I'll also highlight the config options I needed to get SSH working in the way I wanted:

### GitLab Shell settings for GitLab
gitlab_rails['gitlab_shell_ssh_port'] = 8022
# gitlab_rails['gitlab_shell_git_timeout'] = 800

Customizing Gitea

For Gitea, there were a few less things that I needed to tweak, but I did have to modify both the application's INI file, and the docker-compose configuration.

Application Config

[server]
APP_DATA_PATH    = /data/gitea
DOMAIN           = gitea.stanleysolutionsnw.com
SSH_DOMAIN       = gitea.stanleysolutionsnw.com
HTTP_PORT        = 3000
ROOT_URL         = https://gitea.stanleysolutionsnw.com/
DISABLE_SSH      = false
SSH_PORT         = 8023     ; This is the really important line, right here!
SSH_LISTEN_PORT  = 22
LFS_START_SERVER = true
LFS_CONTENT_PATH = /data/git/lfs
LFS_JWT_SECRET   = FFqnGuw9L0Zaj6tPeJpqEQgp4yZHpPpvRcul5G9Nv1o
OFFLINE_MODE     = false

Compose File

version: "3"

networks:
  gitea:
    external: false

services:
  server:
    image: gitea/gitea:latest
    container_name: gitea
    environment:
      - USER_UID=1000
      - USER_GID=1000
      - GITEA__database__DB_TYPE=postgres
      - GITEA__database__HOST=db:5432
    env_file:
      - .env
    restart: always
    networks:
      - gitea
    volumes:
      - ./gitea:/data
      - /etc/timezone:/etc/timezone:ro
      - /etc/localtime:/etc/localtime:ro
    ports:
      - "3000:3000"
      - "8023:22" # This is the really important line, right here!
    depends_on:
      - db

Proxy-Server NGINX Streams

So, let's get back to the root of this whole thing, and I'll explain how I'm able to route these SSH channels, to begin with.

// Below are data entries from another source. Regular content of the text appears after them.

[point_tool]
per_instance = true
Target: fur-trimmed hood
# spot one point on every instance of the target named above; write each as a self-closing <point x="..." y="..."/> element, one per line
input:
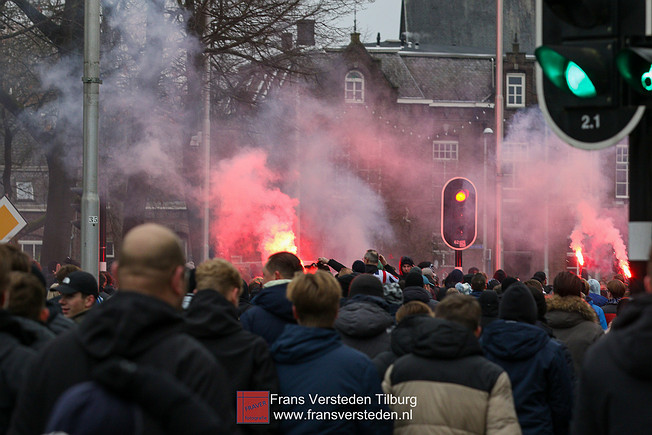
<point x="567" y="311"/>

As I had alluded to, earlier, we can't just have listening servers for SSH like we can for HTTP, where the hostname will help determine the "upstream" service which will receive the routed trafic. Instead, we need to perform a port-based approach -- thus the whole usage of 8022 and 8023 in the previous configuration samples. Adding streams is relatively straight-forward, and I just added them to my NGINX configuration file; you know, the one located at /etc/nginx/nginx.conf.

To do this, you can simply configure a stream block to have the respective "upstreams" and their listening services. Relatively simple!

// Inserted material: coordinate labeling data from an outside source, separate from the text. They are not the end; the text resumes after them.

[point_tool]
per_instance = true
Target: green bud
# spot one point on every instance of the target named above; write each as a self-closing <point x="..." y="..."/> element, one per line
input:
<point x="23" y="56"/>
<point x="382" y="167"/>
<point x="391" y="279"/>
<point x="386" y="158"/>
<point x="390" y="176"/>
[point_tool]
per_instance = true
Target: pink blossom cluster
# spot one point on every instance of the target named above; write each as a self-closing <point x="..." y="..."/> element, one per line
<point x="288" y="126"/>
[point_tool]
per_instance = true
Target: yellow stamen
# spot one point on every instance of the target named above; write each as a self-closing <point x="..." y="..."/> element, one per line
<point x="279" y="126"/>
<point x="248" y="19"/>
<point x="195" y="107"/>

################################################################################
#
# Stanley Solutions SSH Proxies Including:
#   - GitLab
#   - Gitea
#
################################################################################

stream {

        upstream gitlab-ssh {
            server 192.168.254.5:22;
        }

        upstream gitea-ssh {
            server 192.168.254.12:8023;
        }

        # Gitlab
        server {
            listen 8022;
            proxy_pass gitlab-ssh;
        }

        # Gitea
        server {
            listen 8023;
            proxy_pass gitea-ssh;
        }

}

After this NGINX configuration is applied, it's just a matter of adding the port-forwardings to the router:

• 8022 -> 8022 Pointed at the Proxy Server
• 8023 -> 8023 Pointed at the Proxy Server

So, now, the whole SSH topology configuration looks a little more like this:

Now, at this point, upon inspecting the diagram, you may wonder a few things.

1) Why is NGINX still involved in the GitLab route?

Well, this is due to the fact that although we're advertising Git-over-SSH service on port 8022, we're actually listening on port 22, still. That means that for local access (coughs -- for me) I'll need to have some routing to support the appropriate port 8022.

2) Why didn't you just point your port-forwarding at the GitLab and Gitea servers, instead of routing through NGINX?

Well, I'd like to say that this was purely because I wanted some opportunity to have some education, but if I'm honest, it's mostly because this possibility didn't occur to me.

Oops. :/

But I guess that means this really was a learning opportunity, then , doesn't it? For now, I'm happy with the topology, and I don't think I'll change unless I find a "good-enoug" reason to.

Conclusion

Now, I can successfully clone from both GitLab and Gitea over SSH. Whoop-whoop!!!!